One of the most popular recording artists and movie stars of the mid 20th Century, there’s probably one thing about today’s star that you aren’t aware of: She almost (almost!) single-handedly led to a very real divorce between my mother and father.
Rewind, will you, about 20 years to a lazy Saturday in the early 90s, and picture a small tract house in the Los Angeles suburbs. My mother is in the family room watching an old movie. My father is in his study, doing some filing. Everything looks and feels perfectly normal.
Only thing is: my mother has a habit (that I have inherited) of movie bingeing. As in watching the same movie over. And over. And over again. It gets to the point where it becomes a sort of Kenny G Easy-Listening experience and she can vacuum, or work on the finances, or do a bit of gardening, with the film playing in the background. It calms her. It’s relaxing.
For my father, it’s something along the lines of Chinese Water Torture. And on that Saturday in the early 90s, the film that my mother’s obsessive mind had smiled upon was the family-friendly 1953 musical Calamity Jane starring Doris Day.
Every day. All day: Nothing nothing but Calamity Jane.
If you’ve not seen the film, the pleasantly ridiculous premise goes something kind of like this: Day plays the sarsaparilla-loving roughian “Calamity” Jane, a stagecoach shotgun messenger, who arrives in the storied town of Deadwood and comes into acquaintance with Wild Bill Hickock (Howard Keel). “Calam” (as Hickock calls her) travels to Chicago to fetch a shining stage chanteuse, Abigale Adams, and bring her back Deadwood to perform at the local saloon. (Don’t ask.) Well, she fetches Adams’ personal maid, Katie, by accident. The two end up becoming close friends, and Katie teaches Calamity a thing or two about femininity and gentility. Hickok has fallen in love with Katie (obviously) which spurs an inevitable love triangle as Calamity has conveniently fallen for Hickok. After a number of love triangle misunderstandings (and the inevitable ugly duckling/swan transformation) Hickock’s affections transfer to Calamity and everyone lives happily ever after–with a song in their heart.
The film is everything that moviegoers wanted in a Doris Day musical: it’s bright, it’s peppy, it’s perky, it’s colorful, and it’s ham packed with songs. “The Black Hills of Dakota.” “A Woman’s Touch.” “Deadwood Stage” (whip crackaway, whip crackway, whip crackaway) “I Can Do Without You”. And, of course, the Academy Award-winning “Secret Love” which would go on to become a Billboard #1 hit and an evergreen standard.
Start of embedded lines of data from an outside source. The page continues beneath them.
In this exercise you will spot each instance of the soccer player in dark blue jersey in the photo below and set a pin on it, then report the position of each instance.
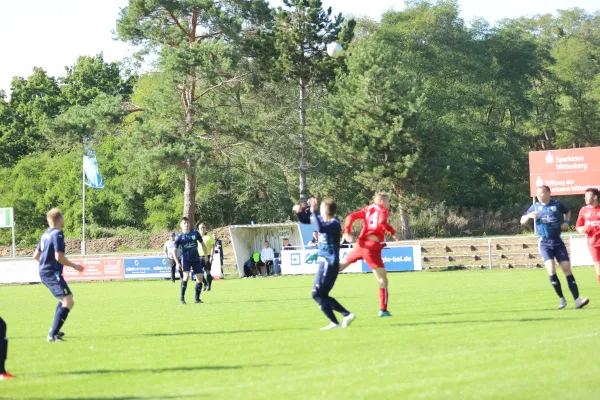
(328, 259)
(547, 217)
(190, 258)
(50, 253)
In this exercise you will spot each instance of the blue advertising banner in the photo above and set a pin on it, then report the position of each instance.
(141, 268)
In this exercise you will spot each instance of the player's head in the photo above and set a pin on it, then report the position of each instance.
(383, 199)
(328, 208)
(185, 225)
(592, 196)
(543, 193)
(55, 218)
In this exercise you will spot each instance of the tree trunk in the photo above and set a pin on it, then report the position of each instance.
(189, 192)
(303, 145)
(404, 217)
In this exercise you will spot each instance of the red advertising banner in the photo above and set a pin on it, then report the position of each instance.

I think it was probably about eleventeenth time Day’s voice, hitting that song’s oh-so-pretty falsetto, came wafting down the hall that my father finally lost it. He stormed into the family room and pointed at the television, demanding my mother to “turn that damn thing off.” My mother, an indignant creature by nature, was infused with a mighty surge of her always-terrifying righteous indignation. She rose from the sofa, and stood on her tip toes (she’s 5 foot 6, he’s 6 foot 4) and pointed a finger into his face.
There were tears in her eyes, and she said in a highly tense, trembling voice, “You obviously don’t understand me.”
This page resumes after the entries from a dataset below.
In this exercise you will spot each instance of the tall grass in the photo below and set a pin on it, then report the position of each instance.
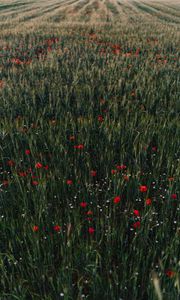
(89, 160)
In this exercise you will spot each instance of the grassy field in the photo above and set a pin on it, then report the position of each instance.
(89, 150)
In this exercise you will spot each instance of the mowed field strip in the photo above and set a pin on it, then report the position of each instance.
(17, 14)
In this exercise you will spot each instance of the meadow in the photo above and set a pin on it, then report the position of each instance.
(89, 150)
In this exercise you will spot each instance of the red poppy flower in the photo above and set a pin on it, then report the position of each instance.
(5, 182)
(57, 228)
(38, 165)
(91, 230)
(126, 177)
(83, 204)
(89, 212)
(72, 138)
(136, 212)
(154, 148)
(117, 199)
(69, 182)
(81, 146)
(170, 273)
(148, 201)
(171, 178)
(27, 152)
(137, 224)
(113, 172)
(121, 167)
(22, 174)
(34, 182)
(93, 173)
(11, 163)
(35, 228)
(100, 118)
(143, 188)
(1, 84)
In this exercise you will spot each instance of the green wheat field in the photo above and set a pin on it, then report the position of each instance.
(89, 150)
And, as Keel and Day were still crooning away the background, my father’s very, very, very wrong response came: “Nope. I sure don’t.”
She fired back: “You’ve never understood me!”
And, again, another wrong reply came that slammed the discussion shut.
But, like Calamity, when my mother meant business, she meant business.
He learned from that day. And the many days of silence that followed. The only sound I remember during that dog house period was Doris Day.
Somehow Calamity Jane‘s “I Can Do Without You” was terribly appropriate. In fact, I’m sure my mother kept it at full volume:
In my bosom, you’re a dagger,
You’re a mangy carpetbagger.
In the theater, you’re the “Boo!”
I c’n do without you.
Well, th esilence finally lifted after some textbook perfect groveling from my father, and I am happy to report that last month they celebrated their 40th wedding anniversary. Knowing how very special and romantic such a hallmark should be, and to atone for all of his past transgressions, my father really did out do himself and went all out. Diamonds? Pearls? BAH. My romeo of a father went the whole hog and bought my mother … a vacuum cleaner.
Like that Calamity Jane whom she loves so much, mother took it on the chin.
Calamity Jane airs at 8:00PM EST on Turner Classic Movies. (And yes: my mother will be watching.)